Hi, I am trying to create a physics simulation where a number of balls bounce inside the 6 planes of a box. I have implemented the Rigid Body system described in Chris Heckers articles but he does not cover resting contact. Some siggraph papers show how to calculate resting contact but it involves using complex Quadratic Programming. Is there a simple and fast way to implement resting contact between 40-50 spheres of different radius and mass. Thanks in advance, Steve

Hi Steve,

The simplest method to get your head around IMHO is the sequential impulse method as used in Box2D (for 2D) or the Bullet physics library (for 3D).

This paper will give you a good intro...

http://www.gphysics.com/files/IterativeDynamics.pdf

More info also on this page.

And full source is available for both Box2D and Bullet, so you can see actual implementations.

Edit: Just wanted to clarify, to avoid confusion that the IterativeDynamics paper linked above (from 2005) describes a method (PGS) that is equivent to, but not quite the same as the sequential impulse method. See Erin's Box2D source and site for more details of the differences.

[Edited by - WillC on August 10, 2008 12:07:40 PM]

yes thanks for that information I will check it out. I am learning a lot of the math as I go. But some of it seams painfully complex. I thought there would be simpler ways to implement resting contact.

Unfortunately it does get pretty tricky, as you need to find a global solution to a large number of simultaneous contact equations. In other words you need to find a set of forces that works for not just one pair of objects, but all the possible combinations of touching objects at the same time.

Using traditional techniques, and ignoring friction, this involves solving a big system of equations in matrix form. Add friction, and it becomes a Linear Complimentary Problem (LCP), which is harder and more error prone to solve (sometimes with no solution).

The beauty of the Sequential Impulse method is that it avoids the slow and error prone 'solve big matrix' issues by working on pairs of objects one at a time iteratively, in such a way that you gradually (over a number of iterations) calculate a force that gets closer and closer to the required global solution.

I have had chance to read the GDC presentation relating to the “Sequential Impulse” method for handling contacts. I have also examined the Box2DLite source code, and I think that this technique is extremely cool and easy to understand. I need to use this method in a 3D environment where the rigid bodies will only consist of planes and spheres. Will this technique work for spheres or will I have to approximate the bounds of a sphere using a bounding box?
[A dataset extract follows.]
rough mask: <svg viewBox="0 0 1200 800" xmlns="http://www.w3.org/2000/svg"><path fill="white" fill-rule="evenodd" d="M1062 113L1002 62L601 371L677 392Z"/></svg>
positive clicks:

I’m not sure how I would handle contacts as the collision detection/response relies on finding a separating plane between the rigid bodies, its intuitive to see how this works with bounding boxes but is this possible on a sphere?

Thanks,

Steve

Yes you can use the same techniques with spheres. In fact it should be easier than dealing with boxes.

Two spheres are colliding if the distance between their centre points is less than or equal to the sum of their radii, and the point of contact will lie on the line joining the two centre points. Try drawing two different sized circles on a piece of paper so they are just touching and then draw a line between their centre points.

Similarly, a sphere is touching a plane if the distance from the plane to the sphere centre is less than or equal to the radius.

Spheres and planes are a great starting point for learning collision detection, as they are the easiest to deal with. Most importantly they only ever have one point of contact between each pair of objects. As soon as you start moving up to boxes or other more complex shapes, then you have to deal with potentially multiple contact points per pair, and worry about vertices, edges and faces.

The Box2DLite code only deals with box shapes, but the Box2D (non-lite version) code has circle collision primitives as well, and if you’re brave enough to delve into the Bullet source code than that has sphere collision primitives to play with.

Thanks for the previous post it seams obvious now you have explained it. I have just been poking around inside the source code of Box2DLite and am confused with some code in the PreStep member function of Arbiter. The code calculates a normal mass and tangent mass. I am trying to create a 3D version of this function but I do not fully understand what it does and how it works. What does a normal mass mean and how does the calculation work?

for (int i = 0; i < numContacts; ++i)
{
Contact* c = contacts + i;
Vec2 r1 = c->position - body1->position;
Vec2 r2 = c->position - body2->position;

// Precompute normal mass, tangent mass, and bias.
float rn1 = Dot(r1, c->normal);
float rn2 = Dot(r2, c->normal);
float kNormal = body1->invMass + body2->invMass;
kNormal += body1->invI * (Dot(r1, r1) - rn1 * rn1) + body2->invI * (Dot(r2, r2) - rn2 * rn2);
c->massNormal = 1.0f / kNormal;
}

Thanks for all your help so far it has really helped.

Steve

Actually I figured it out; it’s a simplified version of an equation I know. Not sure how it’s been simplified though.